Improved quality of service

Transportation and 3PL providers typically employ a corps of back-office staff and customer service representatives (CSRs) to manually enter and re-key data for primary business activities. Quoting, scheduling and tracking shipments, securing proof of delivery, generating and collecting invoices, closing out loads, and more are often handled by teams of people executing repetitive yet finely detailed operations. As automation technologies become more commonplace with providers, users can expect significantly greater accuracy and speed in communications and handling.

Reduce or eliminate human intervention in scheduling and tracking

Software robots can be programmed to collect a range of scheduling information, including pickup and drop-off points, shipment distance, and desired delivery timeframe. Upon receipt of a new tender, robots use these parameters to pick an appropriate delivery slot. If the robot is unable to secure an appointment, it extracts all the pertinent information and sends it to a human operator, who can establish a new set of parameters and instruct the robot to re-attempt delivery scheduling.

3PL operator Crete Carrier provides an example of effective shipment tracking, harnessing RPA to enhance visibility into freight as it moves across the country.

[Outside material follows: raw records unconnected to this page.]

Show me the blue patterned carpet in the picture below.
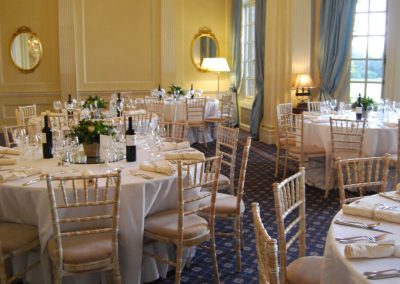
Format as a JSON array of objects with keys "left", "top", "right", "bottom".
[{"left": 150, "top": 131, "right": 343, "bottom": 283}]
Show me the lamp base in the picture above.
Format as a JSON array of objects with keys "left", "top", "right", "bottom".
[{"left": 296, "top": 102, "right": 308, "bottom": 111}]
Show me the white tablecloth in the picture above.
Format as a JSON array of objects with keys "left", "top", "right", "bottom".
[
  {"left": 303, "top": 112, "right": 398, "bottom": 189},
  {"left": 0, "top": 146, "right": 196, "bottom": 284},
  {"left": 322, "top": 193, "right": 400, "bottom": 284}
]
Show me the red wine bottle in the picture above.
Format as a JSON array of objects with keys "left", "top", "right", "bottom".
[
  {"left": 126, "top": 117, "right": 136, "bottom": 162},
  {"left": 42, "top": 115, "right": 53, "bottom": 159},
  {"left": 116, "top": 93, "right": 122, "bottom": 117},
  {"left": 67, "top": 94, "right": 74, "bottom": 116},
  {"left": 356, "top": 94, "right": 363, "bottom": 120}
]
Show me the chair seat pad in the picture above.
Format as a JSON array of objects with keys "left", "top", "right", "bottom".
[
  {"left": 47, "top": 232, "right": 112, "bottom": 265},
  {"left": 203, "top": 174, "right": 230, "bottom": 190},
  {"left": 144, "top": 210, "right": 209, "bottom": 240},
  {"left": 0, "top": 222, "right": 38, "bottom": 254},
  {"left": 333, "top": 150, "right": 364, "bottom": 160},
  {"left": 287, "top": 256, "right": 323, "bottom": 284},
  {"left": 288, "top": 145, "right": 325, "bottom": 155},
  {"left": 199, "top": 193, "right": 245, "bottom": 215}
]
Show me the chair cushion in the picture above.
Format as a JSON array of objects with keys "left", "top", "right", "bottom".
[
  {"left": 287, "top": 256, "right": 323, "bottom": 284},
  {"left": 47, "top": 232, "right": 112, "bottom": 265},
  {"left": 199, "top": 193, "right": 245, "bottom": 215},
  {"left": 202, "top": 174, "right": 230, "bottom": 191},
  {"left": 288, "top": 145, "right": 325, "bottom": 155},
  {"left": 0, "top": 222, "right": 38, "bottom": 254},
  {"left": 144, "top": 210, "right": 209, "bottom": 240},
  {"left": 333, "top": 150, "right": 363, "bottom": 160}
]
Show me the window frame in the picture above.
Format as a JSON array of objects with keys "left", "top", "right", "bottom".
[{"left": 241, "top": 0, "right": 256, "bottom": 98}]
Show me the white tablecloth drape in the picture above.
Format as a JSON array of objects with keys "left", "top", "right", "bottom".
[
  {"left": 0, "top": 147, "right": 194, "bottom": 284},
  {"left": 322, "top": 193, "right": 400, "bottom": 284}
]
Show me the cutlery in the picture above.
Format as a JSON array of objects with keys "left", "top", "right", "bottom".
[
  {"left": 23, "top": 169, "right": 79, "bottom": 186},
  {"left": 334, "top": 219, "right": 393, "bottom": 234},
  {"left": 379, "top": 193, "right": 400, "bottom": 203},
  {"left": 366, "top": 272, "right": 400, "bottom": 280},
  {"left": 130, "top": 171, "right": 154, "bottom": 180},
  {"left": 8, "top": 171, "right": 41, "bottom": 182},
  {"left": 335, "top": 233, "right": 387, "bottom": 243},
  {"left": 364, "top": 269, "right": 400, "bottom": 276}
]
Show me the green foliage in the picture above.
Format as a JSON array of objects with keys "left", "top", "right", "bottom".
[
  {"left": 167, "top": 84, "right": 185, "bottom": 95},
  {"left": 351, "top": 95, "right": 376, "bottom": 110},
  {"left": 82, "top": 96, "right": 107, "bottom": 109},
  {"left": 70, "top": 119, "right": 115, "bottom": 144}
]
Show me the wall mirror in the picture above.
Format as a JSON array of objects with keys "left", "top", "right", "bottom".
[
  {"left": 191, "top": 27, "right": 219, "bottom": 72},
  {"left": 10, "top": 26, "right": 43, "bottom": 73}
]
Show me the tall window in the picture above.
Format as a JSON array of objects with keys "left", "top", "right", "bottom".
[
  {"left": 350, "top": 0, "right": 387, "bottom": 102},
  {"left": 242, "top": 0, "right": 255, "bottom": 97}
]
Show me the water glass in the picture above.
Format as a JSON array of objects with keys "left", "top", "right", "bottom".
[{"left": 53, "top": 100, "right": 62, "bottom": 112}]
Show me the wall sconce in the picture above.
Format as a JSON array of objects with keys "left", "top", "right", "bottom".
[{"left": 293, "top": 73, "right": 314, "bottom": 108}]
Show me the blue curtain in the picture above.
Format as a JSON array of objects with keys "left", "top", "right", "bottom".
[
  {"left": 230, "top": 0, "right": 242, "bottom": 127},
  {"left": 250, "top": 0, "right": 266, "bottom": 140},
  {"left": 318, "top": 0, "right": 357, "bottom": 101}
]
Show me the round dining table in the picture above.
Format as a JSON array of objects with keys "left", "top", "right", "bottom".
[
  {"left": 302, "top": 111, "right": 398, "bottom": 190},
  {"left": 0, "top": 145, "right": 196, "bottom": 284},
  {"left": 322, "top": 193, "right": 400, "bottom": 284}
]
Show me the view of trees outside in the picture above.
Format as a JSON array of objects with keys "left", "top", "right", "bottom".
[{"left": 350, "top": 0, "right": 386, "bottom": 103}]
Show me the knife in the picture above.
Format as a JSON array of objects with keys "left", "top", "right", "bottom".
[
  {"left": 367, "top": 273, "right": 400, "bottom": 280},
  {"left": 334, "top": 219, "right": 393, "bottom": 234},
  {"left": 23, "top": 169, "right": 79, "bottom": 186},
  {"left": 379, "top": 192, "right": 400, "bottom": 203}
]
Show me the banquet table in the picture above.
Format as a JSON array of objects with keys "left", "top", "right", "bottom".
[
  {"left": 322, "top": 193, "right": 400, "bottom": 284},
  {"left": 0, "top": 145, "right": 198, "bottom": 284},
  {"left": 302, "top": 111, "right": 398, "bottom": 190}
]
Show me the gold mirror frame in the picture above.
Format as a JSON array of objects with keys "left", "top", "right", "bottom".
[
  {"left": 190, "top": 27, "right": 219, "bottom": 72},
  {"left": 10, "top": 26, "right": 43, "bottom": 73}
]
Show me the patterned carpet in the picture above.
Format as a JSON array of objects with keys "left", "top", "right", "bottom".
[{"left": 150, "top": 131, "right": 343, "bottom": 283}]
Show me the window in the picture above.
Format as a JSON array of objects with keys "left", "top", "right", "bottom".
[
  {"left": 242, "top": 0, "right": 256, "bottom": 97},
  {"left": 350, "top": 0, "right": 387, "bottom": 102}
]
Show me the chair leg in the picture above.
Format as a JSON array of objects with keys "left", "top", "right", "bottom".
[
  {"left": 52, "top": 264, "right": 62, "bottom": 284},
  {"left": 0, "top": 256, "right": 7, "bottom": 284},
  {"left": 113, "top": 267, "right": 121, "bottom": 284},
  {"left": 202, "top": 125, "right": 207, "bottom": 148},
  {"left": 210, "top": 237, "right": 220, "bottom": 284},
  {"left": 283, "top": 149, "right": 288, "bottom": 178},
  {"left": 235, "top": 217, "right": 242, "bottom": 272},
  {"left": 274, "top": 144, "right": 281, "bottom": 177},
  {"left": 174, "top": 244, "right": 183, "bottom": 284},
  {"left": 325, "top": 160, "right": 334, "bottom": 198}
]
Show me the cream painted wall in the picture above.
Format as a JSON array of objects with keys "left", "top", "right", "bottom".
[{"left": 0, "top": 0, "right": 60, "bottom": 126}]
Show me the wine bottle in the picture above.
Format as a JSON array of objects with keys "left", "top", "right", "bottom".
[
  {"left": 190, "top": 83, "right": 194, "bottom": 98},
  {"left": 67, "top": 94, "right": 74, "bottom": 116},
  {"left": 157, "top": 84, "right": 163, "bottom": 99},
  {"left": 126, "top": 117, "right": 136, "bottom": 162},
  {"left": 356, "top": 94, "right": 363, "bottom": 120},
  {"left": 42, "top": 115, "right": 53, "bottom": 159},
  {"left": 116, "top": 93, "right": 122, "bottom": 117}
]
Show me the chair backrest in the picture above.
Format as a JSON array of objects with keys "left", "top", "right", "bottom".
[
  {"left": 396, "top": 119, "right": 400, "bottom": 183},
  {"left": 252, "top": 202, "right": 280, "bottom": 284},
  {"left": 45, "top": 170, "right": 121, "bottom": 268},
  {"left": 215, "top": 125, "right": 239, "bottom": 195},
  {"left": 282, "top": 113, "right": 305, "bottom": 161},
  {"left": 307, "top": 101, "right": 322, "bottom": 112},
  {"left": 3, "top": 125, "right": 29, "bottom": 148},
  {"left": 177, "top": 156, "right": 221, "bottom": 233},
  {"left": 145, "top": 97, "right": 165, "bottom": 121},
  {"left": 220, "top": 94, "right": 233, "bottom": 125},
  {"left": 186, "top": 98, "right": 206, "bottom": 123},
  {"left": 18, "top": 104, "right": 37, "bottom": 125},
  {"left": 123, "top": 112, "right": 152, "bottom": 133},
  {"left": 159, "top": 121, "right": 189, "bottom": 143},
  {"left": 337, "top": 154, "right": 390, "bottom": 206},
  {"left": 273, "top": 167, "right": 306, "bottom": 283},
  {"left": 235, "top": 137, "right": 252, "bottom": 211},
  {"left": 330, "top": 118, "right": 366, "bottom": 159},
  {"left": 276, "top": 103, "right": 292, "bottom": 140}
]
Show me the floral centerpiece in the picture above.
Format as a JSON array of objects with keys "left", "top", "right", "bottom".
[
  {"left": 352, "top": 95, "right": 376, "bottom": 111},
  {"left": 167, "top": 84, "right": 185, "bottom": 96},
  {"left": 70, "top": 119, "right": 115, "bottom": 158},
  {"left": 82, "top": 96, "right": 107, "bottom": 109}
]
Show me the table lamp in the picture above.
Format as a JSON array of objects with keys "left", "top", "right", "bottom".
[
  {"left": 293, "top": 73, "right": 314, "bottom": 109},
  {"left": 201, "top": 57, "right": 230, "bottom": 98}
]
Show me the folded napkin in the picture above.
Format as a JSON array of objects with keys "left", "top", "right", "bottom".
[
  {"left": 310, "top": 116, "right": 330, "bottom": 123},
  {"left": 164, "top": 151, "right": 205, "bottom": 161},
  {"left": 342, "top": 200, "right": 400, "bottom": 224},
  {"left": 81, "top": 169, "right": 96, "bottom": 187},
  {"left": 139, "top": 161, "right": 176, "bottom": 176},
  {"left": 345, "top": 240, "right": 400, "bottom": 258},
  {"left": 383, "top": 121, "right": 398, "bottom": 128},
  {"left": 0, "top": 147, "right": 20, "bottom": 155},
  {"left": 0, "top": 159, "right": 17, "bottom": 166},
  {"left": 303, "top": 112, "right": 321, "bottom": 117},
  {"left": 0, "top": 168, "right": 41, "bottom": 183},
  {"left": 159, "top": 141, "right": 190, "bottom": 152}
]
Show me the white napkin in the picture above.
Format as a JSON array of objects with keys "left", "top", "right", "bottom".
[
  {"left": 0, "top": 147, "right": 21, "bottom": 155},
  {"left": 342, "top": 200, "right": 400, "bottom": 224},
  {"left": 164, "top": 151, "right": 205, "bottom": 161},
  {"left": 0, "top": 159, "right": 17, "bottom": 166},
  {"left": 383, "top": 121, "right": 398, "bottom": 128},
  {"left": 345, "top": 240, "right": 400, "bottom": 258},
  {"left": 310, "top": 116, "right": 330, "bottom": 123},
  {"left": 159, "top": 141, "right": 190, "bottom": 152},
  {"left": 139, "top": 160, "right": 176, "bottom": 176},
  {"left": 0, "top": 168, "right": 41, "bottom": 183}
]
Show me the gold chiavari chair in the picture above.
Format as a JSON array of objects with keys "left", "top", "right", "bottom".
[
  {"left": 158, "top": 121, "right": 189, "bottom": 143},
  {"left": 123, "top": 112, "right": 153, "bottom": 133},
  {"left": 17, "top": 105, "right": 37, "bottom": 125},
  {"left": 275, "top": 103, "right": 292, "bottom": 177},
  {"left": 326, "top": 118, "right": 366, "bottom": 197},
  {"left": 336, "top": 154, "right": 390, "bottom": 207},
  {"left": 252, "top": 202, "right": 279, "bottom": 284},
  {"left": 145, "top": 97, "right": 165, "bottom": 123},
  {"left": 307, "top": 101, "right": 322, "bottom": 112},
  {"left": 45, "top": 170, "right": 122, "bottom": 283},
  {"left": 389, "top": 119, "right": 400, "bottom": 183},
  {"left": 3, "top": 125, "right": 29, "bottom": 148},
  {"left": 273, "top": 167, "right": 322, "bottom": 284},
  {"left": 205, "top": 93, "right": 233, "bottom": 127},
  {"left": 0, "top": 223, "right": 40, "bottom": 283},
  {"left": 143, "top": 156, "right": 222, "bottom": 284},
  {"left": 200, "top": 137, "right": 251, "bottom": 272},
  {"left": 186, "top": 97, "right": 207, "bottom": 147}
]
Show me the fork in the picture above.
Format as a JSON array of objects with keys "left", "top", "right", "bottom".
[
  {"left": 335, "top": 233, "right": 387, "bottom": 243},
  {"left": 131, "top": 171, "right": 154, "bottom": 180}
]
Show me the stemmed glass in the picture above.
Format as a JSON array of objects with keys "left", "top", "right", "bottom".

In stark contrast to earlier days (when drivers might have had to physically go to a facility to determine a vehicle’s availability), RPA automatically confirms the location and load status of individual vehicles. The firm estimates that its RPA platform schedules 40-50 percent of appointments without human intervention, in a completely automated process that increases convenience for 3PL buyers.

By capitalizing on automation, 3PL organizations not only make their processes run more efficiently but also enable their business groups to monitor processes over time and learn where further improvements can be made. As 3PL buyers and end-users experience the seamlessness offered by a provider with a greater number of automated operations, their expectations of service will only expand.

End users are really in the driver’s seat of this transformation, continually tasked with finding ways to improve their own company performance and turning to more digitally savvy 3PL providers to meet their needs. For example, Crete’s improved ability to proactively communicate order status at every stage of delivery has increased its business with customers who deliver direct to their end-customers—a much more sensitive and time-critical service than standard business-to-business shipping.

Automation is a matter of value. It’s picking up speed across the logistics landscape and poised for steady growth, as providers integrate RPA with other systems to automate processes as diverse as lead generation, credit clearing, and load and intermodal pricing. It’s a competitive evolution, and is creating a remarkable jump from the industry’s earliest efforts to better serve its customers by modernizing the movement of data.